Coupled with O’Neil’s vivid and unsparing descriptions of the men and women about whom he wrote, the portrait is unflattering to say the least. He likened the Beats to insects,”some of the hairiest, scrawniest, and most discontented specimens of all time,” whose repudiation of the affluence of postwar American society, which O’ Neil described as the”sweetest and most succulent casaba ever produced by the melon patch of civilization,” was proof positive of their own psychological deficiencies.
Whether they were grooving to the soulful sounds of cool jazz in the dark underground clubs of Greenwich Village, snapping their fingers in affirmation at a poetry reading in San Francisco, or getting high and dancing the night away with Negroes at a pad in Atlanta, O’Neil’s beret-wearing hipsters were malcontents whose all-out war on organized religion,”mom and dad,” higher education” and even the” cellophane-wrapped soda cracker” was by his estimation a tepid and self-gratifying response to the times in which they lived.
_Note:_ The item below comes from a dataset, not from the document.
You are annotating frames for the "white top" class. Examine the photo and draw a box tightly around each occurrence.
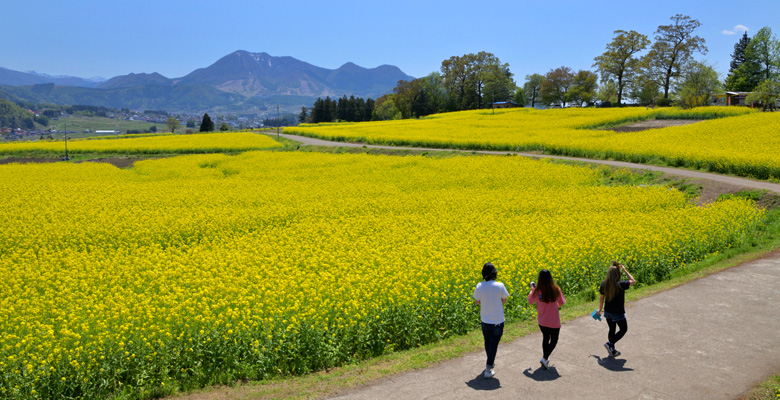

Less than ten years later I aspired to be a ‘beatnik’ with a ‘pad’ and ‘chick’ just like that. In my skinny leg trousers with black roll-neck skivvy, a scrawny beard that was really pale fluff on my chin (and on which I had to use my mother’s hair dye, making dark patches on my adolescent spotty skin) we went out into the night.
At our student parties, we were drinking cheap red wine from flagons (never beer for me), listening to blues and protest folk music (I don’t remember much jazz), in the flickering light of candles stuck in raffia wrapped chianti bottles. There was always someone reading Alan Ginsberg’s Howl, and we sniggered at the rude bits and raged along with him about injustice and war.
I had Kerouac’s ‘On The Road’ in a fashionably cheap paperback I bought from Melbourne’s equivalent of City Lights Bookshop, the Source Bookshop in Bourke Street . I was reading Alan Watts on Zen and reckoned I was headed for cool.
Well, maybe not.
Moving out of living with my parents to renting with friends Gary, Geoff and Jim in Faraday Street Carlton, I had a better grasp of how that might look, and a more substantial beard. I left home the moment I had a paying job (at John Clemenger Advertising in St. Kilda Road), I can remember my mother was upset but insensitive as I was, I didn’t look back. I was headed for cheap Genevieve restaurant spaghetti meals with a glass of ‘claret’ and my first coin laundry.